La plupart des passagers de croisière arrivant pour des excursions à Salaverry au Pérou débarquent avec une seule question : les excursions valent-elles la peine alors que la richesse archéologique de la vallée de Moche est si proche ? La réponse dépend de ce que vous recherchez. La Huaca de la Luna, pyramide cérémonielle construite entre 100 et 800 ap. J.-C. par la culture Moche, se dresse à 30 minutes au sud du port. Ses frises représentent des divinités aux crocs dans des pigments ocre, blanc et jaune — une peinture minérale qui a survécu à quinze siècles de brouillard côtier. Les fouilles depuis 1991 ont révélé sept phases de construction, chaque temple ayant été construit au-dessus du précédent alors que les dirigeants cherchaient à renouveler l'ordre cosmique. La Huaca del Sol voisine, bien que fermée aux visiteurs, reste la plus grande structure en adobe des Amériques : 43 millions de briques empilées en une plate-forme de 345 mètres de long.
Trujillo elle-même a été fondée en 1534 par Diego de Almagro et nommée d'après le lieu de naissance de Francisco Pizarro en Estrémadure. Son cœur colonial, un quadrillage de demeures pastel et de fenêtres en fer forgé, a valu à la ville son surnom : la capitale du printemps. La cathédrale, reconstruite en 1666 après des dommages causés par un tremblement de terre, ancre la Plaza de Armas. La Casa Urquiaga, une demeure de l'époque républicaine située sur le Jirón Pizarro, abrite des objets en or Moche dans des pièces tapissées de porcelaine française et de miroirs viennois. La juxtaposition est délibérée : l'élite de Trujillo collectionnait le luxe européen tout en finançant des fouilles qui ont mis au jour leurs prédécesseurs indigènes.
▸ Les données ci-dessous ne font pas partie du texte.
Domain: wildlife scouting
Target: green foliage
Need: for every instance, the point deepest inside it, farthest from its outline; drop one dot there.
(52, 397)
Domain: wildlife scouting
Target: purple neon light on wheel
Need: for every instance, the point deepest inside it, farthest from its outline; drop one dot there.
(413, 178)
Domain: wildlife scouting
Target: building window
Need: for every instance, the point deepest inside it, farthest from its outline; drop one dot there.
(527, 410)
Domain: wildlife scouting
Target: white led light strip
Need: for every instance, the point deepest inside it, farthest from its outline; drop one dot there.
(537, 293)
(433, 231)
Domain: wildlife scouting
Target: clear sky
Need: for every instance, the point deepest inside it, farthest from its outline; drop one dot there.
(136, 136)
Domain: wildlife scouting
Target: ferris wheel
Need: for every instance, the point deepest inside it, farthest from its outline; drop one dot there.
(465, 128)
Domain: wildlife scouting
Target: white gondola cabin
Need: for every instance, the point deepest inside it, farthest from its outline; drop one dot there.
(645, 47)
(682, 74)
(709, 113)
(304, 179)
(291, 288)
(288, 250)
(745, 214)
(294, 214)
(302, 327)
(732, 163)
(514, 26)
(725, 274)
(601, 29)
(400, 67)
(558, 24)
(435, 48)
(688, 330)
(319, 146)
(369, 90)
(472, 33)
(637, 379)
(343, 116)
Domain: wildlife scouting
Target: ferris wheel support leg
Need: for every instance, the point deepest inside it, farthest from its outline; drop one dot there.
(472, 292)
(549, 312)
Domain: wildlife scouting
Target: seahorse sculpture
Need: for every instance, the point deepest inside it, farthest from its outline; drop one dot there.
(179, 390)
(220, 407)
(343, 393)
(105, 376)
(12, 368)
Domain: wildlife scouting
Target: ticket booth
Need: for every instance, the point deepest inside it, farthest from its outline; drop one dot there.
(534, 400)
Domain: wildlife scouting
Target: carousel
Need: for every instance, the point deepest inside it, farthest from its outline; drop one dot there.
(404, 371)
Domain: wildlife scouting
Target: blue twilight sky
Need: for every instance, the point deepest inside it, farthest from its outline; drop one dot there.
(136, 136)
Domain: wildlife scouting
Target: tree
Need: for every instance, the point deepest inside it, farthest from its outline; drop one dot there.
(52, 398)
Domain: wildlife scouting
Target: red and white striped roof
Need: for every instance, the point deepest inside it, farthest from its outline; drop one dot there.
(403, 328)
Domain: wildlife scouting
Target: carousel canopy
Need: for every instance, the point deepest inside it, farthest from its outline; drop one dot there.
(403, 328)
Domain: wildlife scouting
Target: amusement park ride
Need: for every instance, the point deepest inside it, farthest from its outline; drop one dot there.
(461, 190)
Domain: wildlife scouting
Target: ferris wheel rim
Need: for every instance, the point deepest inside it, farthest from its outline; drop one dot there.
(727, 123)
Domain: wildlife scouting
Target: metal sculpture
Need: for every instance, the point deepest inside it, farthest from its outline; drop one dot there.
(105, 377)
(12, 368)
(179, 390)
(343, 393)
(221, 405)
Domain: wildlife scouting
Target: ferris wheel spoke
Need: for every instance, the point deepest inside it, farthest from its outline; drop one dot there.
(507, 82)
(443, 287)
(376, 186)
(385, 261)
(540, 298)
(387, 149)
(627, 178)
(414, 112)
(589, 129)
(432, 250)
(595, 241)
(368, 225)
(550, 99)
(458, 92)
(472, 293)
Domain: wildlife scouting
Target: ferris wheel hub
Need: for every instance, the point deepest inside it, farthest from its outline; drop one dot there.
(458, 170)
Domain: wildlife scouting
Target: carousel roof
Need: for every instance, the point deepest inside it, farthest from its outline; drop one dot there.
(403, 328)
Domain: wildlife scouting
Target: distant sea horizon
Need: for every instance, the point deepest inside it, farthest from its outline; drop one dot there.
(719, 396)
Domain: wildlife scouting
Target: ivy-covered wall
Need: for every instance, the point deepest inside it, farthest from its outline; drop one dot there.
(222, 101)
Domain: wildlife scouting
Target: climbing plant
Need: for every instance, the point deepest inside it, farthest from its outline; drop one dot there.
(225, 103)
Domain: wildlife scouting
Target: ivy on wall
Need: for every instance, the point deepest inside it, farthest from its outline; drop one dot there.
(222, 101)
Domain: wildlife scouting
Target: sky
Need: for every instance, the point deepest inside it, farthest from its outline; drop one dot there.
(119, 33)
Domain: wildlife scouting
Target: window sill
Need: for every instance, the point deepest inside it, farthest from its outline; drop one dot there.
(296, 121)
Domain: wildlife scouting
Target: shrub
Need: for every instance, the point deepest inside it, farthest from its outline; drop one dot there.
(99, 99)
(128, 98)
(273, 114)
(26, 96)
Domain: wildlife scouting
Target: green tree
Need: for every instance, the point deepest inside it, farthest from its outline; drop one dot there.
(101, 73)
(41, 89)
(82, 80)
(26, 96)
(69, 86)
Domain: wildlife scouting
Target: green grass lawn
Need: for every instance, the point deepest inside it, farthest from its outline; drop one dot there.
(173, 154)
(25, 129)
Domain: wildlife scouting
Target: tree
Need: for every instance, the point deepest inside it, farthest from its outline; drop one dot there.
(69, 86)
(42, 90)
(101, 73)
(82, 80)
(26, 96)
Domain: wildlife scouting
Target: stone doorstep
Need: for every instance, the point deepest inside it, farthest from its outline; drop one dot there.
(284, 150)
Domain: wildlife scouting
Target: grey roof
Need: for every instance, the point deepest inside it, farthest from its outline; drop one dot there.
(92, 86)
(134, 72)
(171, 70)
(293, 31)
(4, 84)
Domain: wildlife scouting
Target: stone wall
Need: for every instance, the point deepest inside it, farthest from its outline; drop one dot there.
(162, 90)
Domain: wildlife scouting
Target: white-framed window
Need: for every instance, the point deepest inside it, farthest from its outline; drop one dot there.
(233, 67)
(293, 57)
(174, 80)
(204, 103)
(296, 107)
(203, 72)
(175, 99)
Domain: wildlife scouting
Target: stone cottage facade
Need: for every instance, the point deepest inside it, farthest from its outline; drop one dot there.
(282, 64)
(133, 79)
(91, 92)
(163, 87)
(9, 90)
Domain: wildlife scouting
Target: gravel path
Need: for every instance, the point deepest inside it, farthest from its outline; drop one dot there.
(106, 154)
Quinze kilomètres au nord-ouest se trouve Chan Chan, la plus grande ville précolombienne d'Amérique du Sud. Construite par le royaume Chimú entre 900 et 1470 ap. J.-C., la métropole en adobe abritait autrefois 60 000 personnes au sein de neuf citadelles fortifiées. Seul le complexe Tschudi est ouvert au public, ses couloirs restaurés étant sculptés de pélicans, de vagues et de poissons — des motifs qui reflètent la dépendance des Chimú envers le Pacifique. Les pillards espagnols ont dépouillé la ville de son or dans les années 1530 ; ce qui reste est de la géométrie : des cours, des rampes et des niches disposées pour canaliser le vent et l'ombre sur des murs en terre de deux mètres d'épaisseur.
Le coût moyen des excursions au départ de Salaverry varie de 50 à 120 USD pour des visites de groupe couvrant les sites Moche et Chimú. Les voyageurs indépendants paient 10 PEN par personne pour entrer à la Huaca de la Luna, avec des frais supplémentaires pour Chan Chan et les musées coloniaux de Trujillo. La question de savoir si les excursions en valent la peine dépend du temps : les escales de croisière à Salaverry durent généralement de huit à dix heures, assez pour visiter deux sites majeurs si la logistique est organisée à l'avance. Les guides qui parlent anglais et expliquent l'iconographie valent leur prix ; ceux qui précipitent les passagers à travers les places pour des arrêts photo ne le valent pas.